How to use OAuth2 for the iSHOP REST APIs


There are different participants in the OAuth2 protocol:

  • ResourceOwner: owner of the iSHOP data
  • Client: external app or frontend that tries to access iSHOP data
  • ResourceServer: server which contains the iSHOP data which belong to the ResourceOwner
  • AuthorizationServer: server which authorizes or denies a Client application to access ResourceOwner (iSHOP) data

In the current iSHOP implementations, the ResourceServer and the AuthorizationServer are identical.

Grant Types

iSHOP currently provides 2 different grant types. The grant type is the method how the authentication process is performed.

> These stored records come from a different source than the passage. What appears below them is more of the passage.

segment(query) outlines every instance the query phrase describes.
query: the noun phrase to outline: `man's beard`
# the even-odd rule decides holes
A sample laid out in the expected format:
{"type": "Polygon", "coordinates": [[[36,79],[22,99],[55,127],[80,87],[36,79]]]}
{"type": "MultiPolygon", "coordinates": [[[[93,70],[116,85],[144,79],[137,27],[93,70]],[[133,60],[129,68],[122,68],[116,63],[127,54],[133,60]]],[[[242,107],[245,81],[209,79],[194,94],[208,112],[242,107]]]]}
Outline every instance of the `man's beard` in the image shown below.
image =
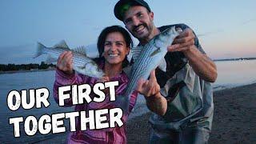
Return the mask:
{"type": "Polygon", "coordinates": [[[142,24],[140,24],[140,25],[138,25],[138,26],[134,26],[133,29],[132,29],[133,30],[133,33],[132,33],[132,34],[133,34],[133,36],[134,37],[135,37],[135,38],[137,38],[138,39],[147,39],[148,38],[149,38],[149,36],[150,35],[150,34],[152,33],[152,30],[153,30],[153,24],[152,25],[146,25],[146,23],[142,23],[142,24]],[[144,26],[144,28],[143,29],[146,29],[146,31],[147,31],[147,34],[143,34],[143,35],[141,35],[141,34],[138,34],[136,31],[135,31],[135,30],[138,28],[138,27],[139,27],[139,26],[144,26]]]}

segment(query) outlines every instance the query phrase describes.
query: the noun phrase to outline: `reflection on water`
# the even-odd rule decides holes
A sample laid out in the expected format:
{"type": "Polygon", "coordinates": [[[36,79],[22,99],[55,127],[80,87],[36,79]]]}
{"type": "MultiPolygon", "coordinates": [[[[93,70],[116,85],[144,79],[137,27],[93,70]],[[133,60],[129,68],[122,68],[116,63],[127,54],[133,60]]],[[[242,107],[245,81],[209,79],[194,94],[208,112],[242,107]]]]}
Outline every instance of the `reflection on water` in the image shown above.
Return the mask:
{"type": "MultiPolygon", "coordinates": [[[[236,86],[252,82],[256,82],[256,60],[250,61],[226,61],[216,62],[218,67],[218,79],[214,84],[215,90],[226,87],[236,86]]],[[[38,142],[42,139],[50,138],[56,134],[42,135],[37,134],[34,136],[28,137],[24,132],[23,124],[21,124],[21,137],[14,138],[13,125],[9,125],[10,118],[23,117],[34,115],[40,118],[42,114],[56,114],[61,112],[72,111],[73,108],[60,107],[54,102],[52,96],[52,87],[54,81],[54,71],[42,71],[30,73],[16,73],[0,74],[0,142],[3,143],[13,142],[38,142]],[[50,106],[48,108],[41,108],[24,110],[19,109],[17,111],[11,111],[6,105],[6,96],[12,90],[29,90],[33,88],[47,87],[50,90],[49,102],[50,106]]],[[[144,98],[140,97],[138,99],[131,118],[146,112],[144,98]]],[[[69,124],[69,122],[65,122],[69,124]]],[[[68,126],[68,125],[67,125],[68,126]]],[[[69,126],[66,126],[67,129],[69,126]]]]}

In this case the ResourceOwner authorizes an application (Client) to access its data stored on the ResourceServer. To authorize the Client, the ResourceOwner enters its password. The password is sent to the AuthorizationServer. Now the AuthorizationServer issues an access token. The access token can then be used to access the resources (data) on the ResourceServer.

Client Credentials

This is a different use case since no user (ResourceOwner) is involved. There are only Client, ResourceServer, AuthorizationServer.Because the user (ResourceOwner) is missing in this situation, the Client has to authenticate differently. Therefore the Client sends a client secret. The client secret is a just a string. When the Client sends its id and the client secret, the AuthorizationServer sends an access token in exchange. The access token can be used to access the ResourceServer.

Client Credentials should not be used in publicly accessible apps (e.g. an iPhone App) because the app can be decompiled and the client secret can be stolen!

Authenticate via Postman

A good tool for using the API is the free tool Postman. Before interacting with the API you need an OAuth2 token.

  1. Open your local DB and run query:

     SELECT client_id, client_secret
     FROM ishop.oauth_client_details
     WHERE client_id = 'api-client';
  2. Use this information and backoffice user credentials to request an OAuth2 token with Postman.

    You need to leave the scope empty in case of the REST Shop API, for the Management GraphQL API use management.

  3. Send your Query in the request body:

    The response body contains the answer from the core.

Using the API Schema

It is possible to add the core schema to postman to use autocomplete on requests.

So far it seems postman does not fetch the schema by itself, and you're required to generate an 'effective' schema from all the *.graphql files in the core. (so far untested)


GraphiQL is an React based web application for querying GraphQL APIs.